How many tanks macframalama??


----------



## macframalama (Apr 17, 2012)

I've cut down pretty dramatically in the last few weeks dropped from 11-12 to like 5, but i may have to set another one up, I shut a bunch of smaller one down to start a new 120,


----------



## bugaboo433 (Jul 12, 2010)

Wow, 11-12, where did you keep them all? All Cichlids?


----------



## macframalama (Apr 17, 2012)

haha ahhh yeah breeding hybrids takes alot of space, and trying to piece together pairs, plus tanks for fry, and you get some that are just evil so they have solitary confinement , and i have my veiled flowerhorn in the big tank,
it spiraled out of hand fast but hey ... i can now safely pass the torch to acidfear... haha 
I still have some stuff to close out but I literally cant stop i keep seeing stuff and as fast as i shut em down i want a new one or a new species of this or that .. for like 3 hours today i had it in my head to set up an electric eel tank.. but im over that for now..


----------



## AcidFear (Aug 19, 2012)

macframalama said:


> haha ahhh yeah breeding hybrids takes alot of space, and trying to piece together pairs, plus tanks for fry, and you get some that are just evil so they have solitary confinement , and i have my veiled flowerhorn in the big tank,
> it spiraled out of hand fast but hey ... i can now safely pass the torch to acidfear... haha
> I still have some stuff to close out but I literally cant stop i keep seeing stuff and as fast as i shut em down i want a new one or a new species of this or that .. for like 3 hours today i had it in my head to set up an electric eel tank.. but im over that for now..

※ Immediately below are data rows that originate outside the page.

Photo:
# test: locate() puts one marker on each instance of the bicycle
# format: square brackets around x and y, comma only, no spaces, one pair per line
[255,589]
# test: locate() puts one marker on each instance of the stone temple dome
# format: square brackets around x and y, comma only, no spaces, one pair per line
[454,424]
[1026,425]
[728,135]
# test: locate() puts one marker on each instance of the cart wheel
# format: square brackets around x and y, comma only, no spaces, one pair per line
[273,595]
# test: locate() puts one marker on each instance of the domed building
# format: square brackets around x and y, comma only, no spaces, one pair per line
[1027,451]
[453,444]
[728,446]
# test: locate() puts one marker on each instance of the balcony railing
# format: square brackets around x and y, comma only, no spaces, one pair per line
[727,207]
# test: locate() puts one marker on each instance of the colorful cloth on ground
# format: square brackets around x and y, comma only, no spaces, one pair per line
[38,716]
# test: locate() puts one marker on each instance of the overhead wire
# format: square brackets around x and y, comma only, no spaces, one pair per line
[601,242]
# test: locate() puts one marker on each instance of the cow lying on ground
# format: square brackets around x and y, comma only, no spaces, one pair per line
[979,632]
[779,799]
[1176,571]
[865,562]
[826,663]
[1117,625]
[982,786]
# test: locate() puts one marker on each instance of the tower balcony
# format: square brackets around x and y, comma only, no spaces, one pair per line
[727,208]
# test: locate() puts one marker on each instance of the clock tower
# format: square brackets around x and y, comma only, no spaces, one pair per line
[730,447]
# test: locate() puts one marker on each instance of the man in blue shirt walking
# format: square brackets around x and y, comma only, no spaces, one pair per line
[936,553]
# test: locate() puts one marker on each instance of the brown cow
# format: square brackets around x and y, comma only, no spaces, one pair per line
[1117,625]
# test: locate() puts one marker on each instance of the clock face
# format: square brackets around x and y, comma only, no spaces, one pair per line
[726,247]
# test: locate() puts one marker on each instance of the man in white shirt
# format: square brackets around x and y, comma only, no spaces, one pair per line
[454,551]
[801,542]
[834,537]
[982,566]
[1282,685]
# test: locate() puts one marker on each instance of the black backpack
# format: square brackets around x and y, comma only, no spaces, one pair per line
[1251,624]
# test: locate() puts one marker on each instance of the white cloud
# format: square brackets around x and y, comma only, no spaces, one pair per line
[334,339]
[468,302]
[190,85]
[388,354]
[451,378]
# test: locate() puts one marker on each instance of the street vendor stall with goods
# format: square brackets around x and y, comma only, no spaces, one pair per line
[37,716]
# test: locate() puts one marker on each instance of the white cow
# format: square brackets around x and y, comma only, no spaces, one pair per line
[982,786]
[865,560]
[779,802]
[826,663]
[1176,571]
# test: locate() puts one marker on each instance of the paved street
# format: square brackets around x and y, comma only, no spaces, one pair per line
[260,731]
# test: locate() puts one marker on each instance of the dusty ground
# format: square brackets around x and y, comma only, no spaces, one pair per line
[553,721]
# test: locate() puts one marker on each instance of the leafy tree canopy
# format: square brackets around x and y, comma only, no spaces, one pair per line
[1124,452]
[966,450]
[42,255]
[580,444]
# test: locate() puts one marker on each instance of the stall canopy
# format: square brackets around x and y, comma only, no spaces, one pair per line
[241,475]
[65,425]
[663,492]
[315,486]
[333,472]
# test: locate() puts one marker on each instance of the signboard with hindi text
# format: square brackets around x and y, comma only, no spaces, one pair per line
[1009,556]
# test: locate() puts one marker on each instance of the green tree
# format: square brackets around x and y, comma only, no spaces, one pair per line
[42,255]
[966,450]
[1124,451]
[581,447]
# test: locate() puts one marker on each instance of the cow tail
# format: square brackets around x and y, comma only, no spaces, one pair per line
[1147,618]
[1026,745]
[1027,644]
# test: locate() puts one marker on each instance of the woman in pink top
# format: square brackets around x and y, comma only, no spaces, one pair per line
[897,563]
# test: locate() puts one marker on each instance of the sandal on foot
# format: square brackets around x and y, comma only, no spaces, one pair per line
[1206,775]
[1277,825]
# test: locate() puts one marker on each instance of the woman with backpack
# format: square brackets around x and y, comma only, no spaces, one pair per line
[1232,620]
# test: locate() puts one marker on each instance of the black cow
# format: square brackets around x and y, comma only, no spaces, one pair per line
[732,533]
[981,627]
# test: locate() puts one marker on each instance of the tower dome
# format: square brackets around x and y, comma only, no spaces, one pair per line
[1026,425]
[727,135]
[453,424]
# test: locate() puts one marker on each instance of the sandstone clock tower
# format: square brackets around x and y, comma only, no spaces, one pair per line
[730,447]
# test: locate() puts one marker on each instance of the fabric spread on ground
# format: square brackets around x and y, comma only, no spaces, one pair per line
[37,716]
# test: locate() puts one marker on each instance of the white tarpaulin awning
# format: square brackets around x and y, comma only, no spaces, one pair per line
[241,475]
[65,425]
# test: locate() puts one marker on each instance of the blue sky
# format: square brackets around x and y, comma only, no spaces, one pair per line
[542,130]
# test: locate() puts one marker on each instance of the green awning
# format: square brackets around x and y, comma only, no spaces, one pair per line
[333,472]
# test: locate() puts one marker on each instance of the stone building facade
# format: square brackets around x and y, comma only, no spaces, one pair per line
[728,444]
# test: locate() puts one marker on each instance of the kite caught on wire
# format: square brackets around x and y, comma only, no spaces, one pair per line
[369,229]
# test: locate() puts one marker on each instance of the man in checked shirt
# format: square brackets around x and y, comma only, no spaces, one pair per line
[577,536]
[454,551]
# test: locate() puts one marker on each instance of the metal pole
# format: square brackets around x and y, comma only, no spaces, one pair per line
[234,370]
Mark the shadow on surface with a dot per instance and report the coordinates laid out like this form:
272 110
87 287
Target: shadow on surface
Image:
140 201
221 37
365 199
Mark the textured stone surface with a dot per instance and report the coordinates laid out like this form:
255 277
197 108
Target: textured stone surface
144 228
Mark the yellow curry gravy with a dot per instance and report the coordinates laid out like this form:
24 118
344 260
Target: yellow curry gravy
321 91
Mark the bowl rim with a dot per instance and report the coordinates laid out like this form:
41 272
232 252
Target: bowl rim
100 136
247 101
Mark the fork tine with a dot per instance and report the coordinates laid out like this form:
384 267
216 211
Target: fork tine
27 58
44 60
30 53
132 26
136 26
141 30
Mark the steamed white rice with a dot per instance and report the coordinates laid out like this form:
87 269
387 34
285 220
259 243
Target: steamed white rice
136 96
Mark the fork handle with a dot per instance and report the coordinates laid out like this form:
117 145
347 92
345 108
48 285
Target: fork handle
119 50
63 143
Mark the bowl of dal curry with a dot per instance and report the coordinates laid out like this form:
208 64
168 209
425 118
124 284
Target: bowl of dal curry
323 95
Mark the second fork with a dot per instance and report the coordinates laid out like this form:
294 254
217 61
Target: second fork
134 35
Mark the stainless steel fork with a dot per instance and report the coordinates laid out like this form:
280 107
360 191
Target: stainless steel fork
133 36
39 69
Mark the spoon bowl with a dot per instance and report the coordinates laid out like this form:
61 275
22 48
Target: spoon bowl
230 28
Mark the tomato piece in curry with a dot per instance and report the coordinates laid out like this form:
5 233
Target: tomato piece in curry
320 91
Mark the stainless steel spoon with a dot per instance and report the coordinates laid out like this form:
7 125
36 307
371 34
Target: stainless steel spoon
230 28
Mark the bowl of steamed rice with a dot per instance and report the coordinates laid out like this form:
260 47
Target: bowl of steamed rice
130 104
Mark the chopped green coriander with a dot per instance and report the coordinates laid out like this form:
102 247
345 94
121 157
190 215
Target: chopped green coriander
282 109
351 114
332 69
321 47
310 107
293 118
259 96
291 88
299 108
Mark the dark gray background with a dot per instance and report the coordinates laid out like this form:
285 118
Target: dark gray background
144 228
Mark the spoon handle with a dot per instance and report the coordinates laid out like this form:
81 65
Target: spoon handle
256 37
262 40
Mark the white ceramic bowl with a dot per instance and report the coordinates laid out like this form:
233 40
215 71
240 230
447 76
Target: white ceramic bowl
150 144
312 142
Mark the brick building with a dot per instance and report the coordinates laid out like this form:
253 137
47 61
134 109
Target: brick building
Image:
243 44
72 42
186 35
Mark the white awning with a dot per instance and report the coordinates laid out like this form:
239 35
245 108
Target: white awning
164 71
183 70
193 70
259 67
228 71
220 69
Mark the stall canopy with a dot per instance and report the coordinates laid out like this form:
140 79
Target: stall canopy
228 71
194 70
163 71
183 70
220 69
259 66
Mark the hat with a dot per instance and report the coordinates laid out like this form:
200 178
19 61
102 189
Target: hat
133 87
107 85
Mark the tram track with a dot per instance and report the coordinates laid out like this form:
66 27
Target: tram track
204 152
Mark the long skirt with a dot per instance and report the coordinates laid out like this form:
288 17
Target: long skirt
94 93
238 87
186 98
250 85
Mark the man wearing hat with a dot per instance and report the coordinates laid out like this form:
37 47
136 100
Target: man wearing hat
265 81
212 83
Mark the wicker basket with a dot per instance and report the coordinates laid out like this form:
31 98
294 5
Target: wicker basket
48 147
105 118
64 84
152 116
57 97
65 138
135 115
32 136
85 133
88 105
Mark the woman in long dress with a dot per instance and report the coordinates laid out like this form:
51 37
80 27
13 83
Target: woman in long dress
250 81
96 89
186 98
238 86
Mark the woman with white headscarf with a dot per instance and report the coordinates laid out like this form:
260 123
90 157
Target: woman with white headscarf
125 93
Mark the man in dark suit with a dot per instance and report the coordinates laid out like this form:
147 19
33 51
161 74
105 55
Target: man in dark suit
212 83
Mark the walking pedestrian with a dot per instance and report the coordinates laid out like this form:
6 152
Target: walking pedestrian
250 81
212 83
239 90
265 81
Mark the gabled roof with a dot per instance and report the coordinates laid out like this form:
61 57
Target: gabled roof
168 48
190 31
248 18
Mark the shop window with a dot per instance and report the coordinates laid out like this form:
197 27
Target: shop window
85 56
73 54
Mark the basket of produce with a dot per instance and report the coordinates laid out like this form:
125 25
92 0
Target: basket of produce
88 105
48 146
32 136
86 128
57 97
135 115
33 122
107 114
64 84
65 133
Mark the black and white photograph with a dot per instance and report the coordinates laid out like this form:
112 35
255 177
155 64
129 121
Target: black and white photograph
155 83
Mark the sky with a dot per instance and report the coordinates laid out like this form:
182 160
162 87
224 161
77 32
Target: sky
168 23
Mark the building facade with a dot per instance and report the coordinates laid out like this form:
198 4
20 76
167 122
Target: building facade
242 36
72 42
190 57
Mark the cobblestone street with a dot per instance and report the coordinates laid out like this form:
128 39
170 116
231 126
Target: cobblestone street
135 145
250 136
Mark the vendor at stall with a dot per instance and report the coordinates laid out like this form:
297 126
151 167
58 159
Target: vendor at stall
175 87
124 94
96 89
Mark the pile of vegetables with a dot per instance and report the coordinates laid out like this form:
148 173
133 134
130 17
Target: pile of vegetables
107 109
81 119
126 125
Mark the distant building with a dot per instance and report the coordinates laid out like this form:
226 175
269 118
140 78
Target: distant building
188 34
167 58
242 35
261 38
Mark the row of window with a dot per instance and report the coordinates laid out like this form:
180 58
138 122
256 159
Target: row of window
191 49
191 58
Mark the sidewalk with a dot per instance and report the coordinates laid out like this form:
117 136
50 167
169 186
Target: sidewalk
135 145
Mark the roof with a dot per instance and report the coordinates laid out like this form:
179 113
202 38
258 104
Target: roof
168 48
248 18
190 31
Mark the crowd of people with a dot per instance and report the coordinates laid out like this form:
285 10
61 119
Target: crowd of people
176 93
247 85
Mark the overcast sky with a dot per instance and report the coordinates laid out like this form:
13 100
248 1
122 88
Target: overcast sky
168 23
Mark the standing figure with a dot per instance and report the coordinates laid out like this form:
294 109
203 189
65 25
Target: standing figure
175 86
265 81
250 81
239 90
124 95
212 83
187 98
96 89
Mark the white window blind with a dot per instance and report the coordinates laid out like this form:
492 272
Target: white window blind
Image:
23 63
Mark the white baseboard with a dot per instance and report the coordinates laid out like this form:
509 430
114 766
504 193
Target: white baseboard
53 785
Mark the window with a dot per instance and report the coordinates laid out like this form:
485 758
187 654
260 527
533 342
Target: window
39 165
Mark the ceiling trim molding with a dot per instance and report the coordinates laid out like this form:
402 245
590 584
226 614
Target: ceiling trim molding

 lol no more tanks for me im running out of room... if anything ill get rid of the 6.6 chi and get like a 10 or 20 gal but id be maxed out after that


----------



## macframalama (Apr 17, 2012)

thats what you say now , but wait til some of those hybrid fry grow out a bit lmao your gonna need somewhere for them, and besides after you see what im gonna bring in next your gonna want one too mu ha hahhahahaha ha........*clears throat* ha

its nice to see you are enjoying the fish thing rickie, its cool to see you enjoying the fish thing, and its nice to have someone local to nerd out with , and besides you have the gear now . thats the hard part... so the flood gate has already been opened.


----------



## rich16 (Mar 25, 2011)

Nice looking chi, I've always wanted one of those. Got a great spot for one as well...just need time to get it set up without the wife knowing. Easier to ask forgiveness than permission, right?


----------